El núcleo normativo de la propuesta de Forst, que indudablemente cabe calificar de “kantiana”, ofrece un potencial explicativo nada desdeñable. A su luz pueden reinterpretarse, por ejemplo, los modelos de teoría de la justicia y teoría crítica de la sociedad. Con respecto a lo primero, en la medida en que Forst se apoya en una suerte de antropología mínima, de acuerdo con la cual el ser humano es, ante todo, un “ser justificador”, es decir, un ser que ostenta el doble rol de autor y destinatario de justificaciones, la idea de injusticia aparece a una luz diferente. La justicia ya no encuentra su opuesto ni en la distribución parcial o asimétrica de cargas y beneficios (cf. Rawls, 1979), ni en la falta de reconocimiento en las diferentes esferas de conformación de la identidad (cf. Honneth, 2007). Antes bien, el concepto de justicia aparece opuesto al de arbitrariedad, es decir, a la falta de un marco de razones suficientemente justificadas para la imposición de un determinado orden social (Forst, 2007a, pp. 127-188).

Con respecto a lo segundo, Forst ha esbozado recientemente el proyecto de una teoría crítica de la sociedad como crítica de las relaciones de justificación. Si el principio de justificación es el fundamento de la filosofía política de Forst, entonces una “teoría crítica de la política”, como él la denomina, ha de analizar, en colaboración con las ciencias sociales, todos aquellos impedimentos sociales que bloquean la elaboración de un orden normativo basado en dicho principio. Este modelo puede reinterpretar la categoría de “ideología”, tan problemática dentro de la Teoría Crítica contemporánea, en el sentido de complejos de justificación de relaciones de dominación que han sido desconectadas del cuestionamiento crítico, y en los cuales el espacio de las razones queda disfrazado hasta tal punto, que las relaciones de dominación aparecen ante la conciencia como naturales (Forst, 2014). A diferencia del hegelianismo imperante en algunos de los principales representantes de la Teoría Crítica contemporánea (véase, por ejemplo, Honneth, 2014; Jaeggi, 2013; Neuhouser, 2016), Forst prosigue la línea kantiana abierta por Habermas en la Teoría Crítica, y al hacerlo engarza un nuevo eslabón dentro de esta monumental cadena de apropiaciones crítica de Kant.

Conclusiones

“El siglo XX piensa con Kant”. Éste es el sugerente título que han dado Sergio Sevilla y Jesús Conill a la introducción de la obra que nos ha ocupado. También el siglo XXI, como hemos podido observar recurriendo al ejemplo —solamente uno, por cierto, de entre los muchos que podrían haberse traído a colación— de Rainer Forst, piensa con Kant. Y no es raro que así sea, pues es propio de los autores clásicos, en el sentido más riguroso de esta palabra, el no dejar nunca de ser actuales. Leemos a Aristóteles, o a Rousseau, o a Marx, o a Nietzsche, con idéntico sentimiento: el sentimiento de que la historia efectual, sus historias efectuales, todavía no ha llegado a su fin. Y tal vez nunca lo haga, pues la filosofía no puede renunciar a ese recurso escaso del que se nutre en cada caso para alumbrar nuevos caminos: los genios de la historia de la filosofía.
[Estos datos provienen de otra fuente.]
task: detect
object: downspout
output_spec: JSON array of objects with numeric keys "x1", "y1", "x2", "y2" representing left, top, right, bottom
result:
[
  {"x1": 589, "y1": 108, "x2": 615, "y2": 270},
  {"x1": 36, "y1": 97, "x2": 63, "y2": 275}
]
Que los autores analizados en Kant después del neokantismo se hayan convertido a su vez en puntos de partida de nuevas historias efectuales del pensamiento; que ellos sean hoy para nosotros, como Kant lo fue para ellos, “maestros antiguos” desde los que iniciar nuevas vías, eso es algo en lo que tal vez encuentren consuelo aquellos que siguen creyendo en la actualidad y necesidad de la filosofía.